In the event of $E =\mathcal{O}_X$, $$\mathfrak{Quot}_{\mathcal{O}_X/X/S} = \mathfrak{hilb}_{X/S}.$$ (Intuition for this: given a quotient $q : \mathcal{O}_X \to \mathcal{F}$, its kernel is the ideal sheaf of a closed subscheme.)

The (coarse) moduli space of semistable sheaves on a smooth projective variety is constructed as the quotient of an open subscheme of a Quot scheme. And moduli spaces of sheaves are a contemporary topic.

Basically, its because semistability can be expressed using quotients. One takes a sheaf $F$ and for a large enough $m$ we have a surjection $\varphi : \mathcal{O}_X(-m)^{h^0(F(m))} \to F$. A point $\varphi$ in the Quot scheme is of that form if and only if $F$ is semistable and $\rho$ induces an isomorphism $k^{P(F,m)} \to H^0(F,m)$, where $P(F,m)$ denotes the Hilbert polynomial of $F$. So we take the open subscheme of such quotients and mod out by the ambiguity of choice in a basis for $H^0(F,m)$.
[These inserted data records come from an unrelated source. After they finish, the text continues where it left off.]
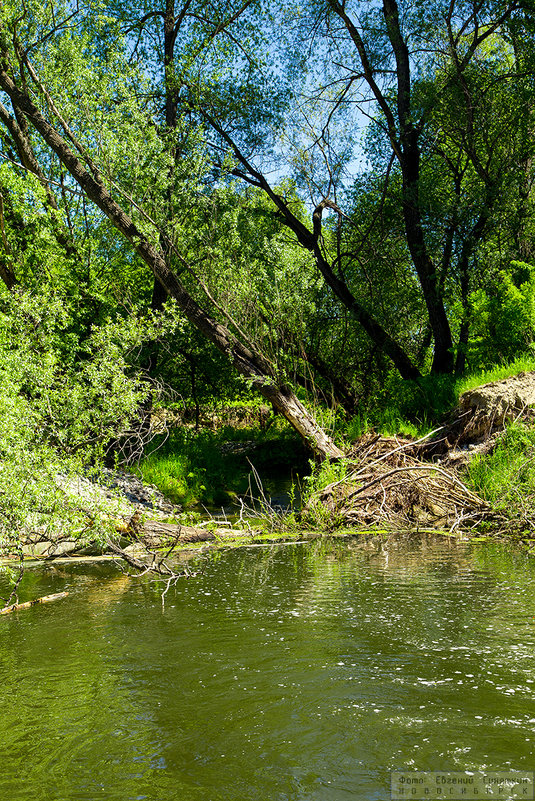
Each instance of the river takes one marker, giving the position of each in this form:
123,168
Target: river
302,672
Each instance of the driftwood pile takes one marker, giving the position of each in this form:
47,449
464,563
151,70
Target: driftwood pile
389,485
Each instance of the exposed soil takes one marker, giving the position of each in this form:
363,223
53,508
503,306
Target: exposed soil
399,483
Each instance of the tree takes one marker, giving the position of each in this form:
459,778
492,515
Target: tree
17,75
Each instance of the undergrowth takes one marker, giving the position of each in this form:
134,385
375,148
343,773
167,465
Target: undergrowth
413,408
213,467
506,477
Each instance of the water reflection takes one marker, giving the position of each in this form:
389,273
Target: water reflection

To read about Quot schemes in general, I suggest Nitin Nitsure's essay "Construction of Hilbert and Quot Schemes" published in "Fundamental Algebraic Geometry" (a collection of essays, printed by the AMS).

To read about moduli of sheaves, I recommend the "The Geometry of Moduli Spaces of Sheaves" by Huybrechts and Lehn (their preliminary section on Quot schemes is good too).

Everything I have said is said (more eloquently) in those references.

And lastly, I do take your point that most moduli spaces we care about are Quot or Hilbert schemes. But, the solutions to many moduli problems we care about, like moduli of stable maps or of complexes of sheaves, are not spaces but rather algebraic spaces, algebraic stacks, or higher stacks. And those require the functorial formalism.